Extracellular vesicles from therapeutic grade allogeneic human placental stromal cells induce angiogenesis and modulate immunity

Allogeneic regenerative cell therapy has shown surprising results despite lack of engraftment of the transplanted cells. Their efficacy was so far considered to be mostly due to secreted trophic factors. We hypothesized that extracellular vesicles (EVs) can also contribute to their mode of action. Here we provide evidence that EVs derived from therapeutic placental-expanded (PLX) stromal cells are potent inducers of angiogenesis and modulate immune cell proliferation in a dose-dependent manner.
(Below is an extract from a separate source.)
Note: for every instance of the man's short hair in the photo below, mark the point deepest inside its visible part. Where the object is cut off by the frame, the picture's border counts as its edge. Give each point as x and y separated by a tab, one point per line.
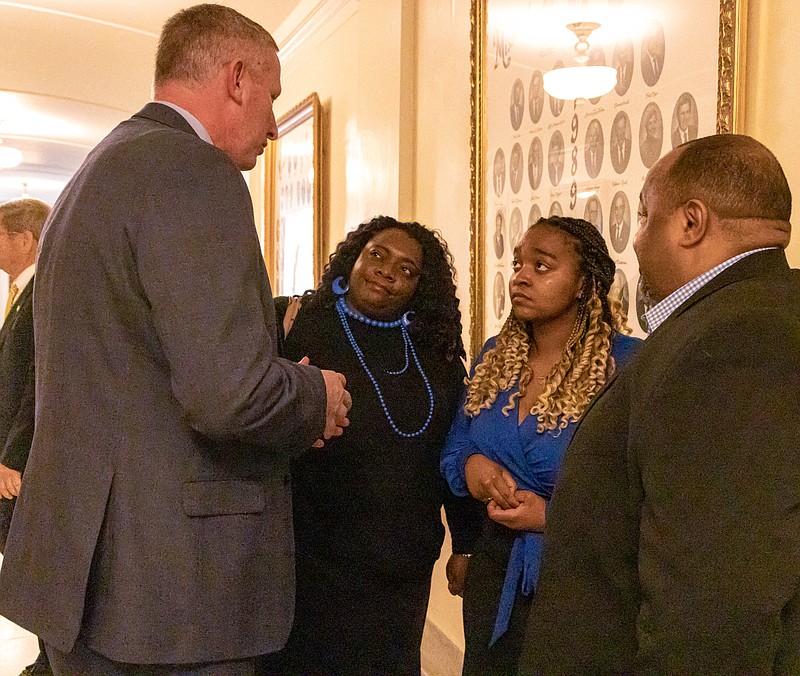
198	40
733	175
25	214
Crude EVs were enriched >100-fold from large volume PLX conditioned media via tangential flow filtration (TFF) as determined by tunable resistive pulse sensing (TRPS). Additional TFF purification was devised to separate EVs from cell-secreted soluble factors. EV identity was confirmed by western blot, calcein-based flow cytometry and electron microscopy. Surface marker profiling of tetraspanin-positive EVs identified expression of cell- and matrix-interacting adhesion molecules. Differential tandem mass tag proteomics comparing PLX-EVs to PLX-derived soluble factors revealed significant differential enrichment of 258 proteins in purified PLX-EVs involved in angiogenesis, cell movement and immune system signaling. At the functional level, PLX-EVs and cells inhibited T cell mitogenesis. PLX-EVs and soluble factors displayed dose-dependent proangiogenic potential by enhancing tube-like structure formation in vitro. Our findings indicate that the mode of PLX action involves an EV-mediated proangiogenic function and immune response modulation that may help explaining clinical efficacy beyond presence of the transplanted allogeneic cells.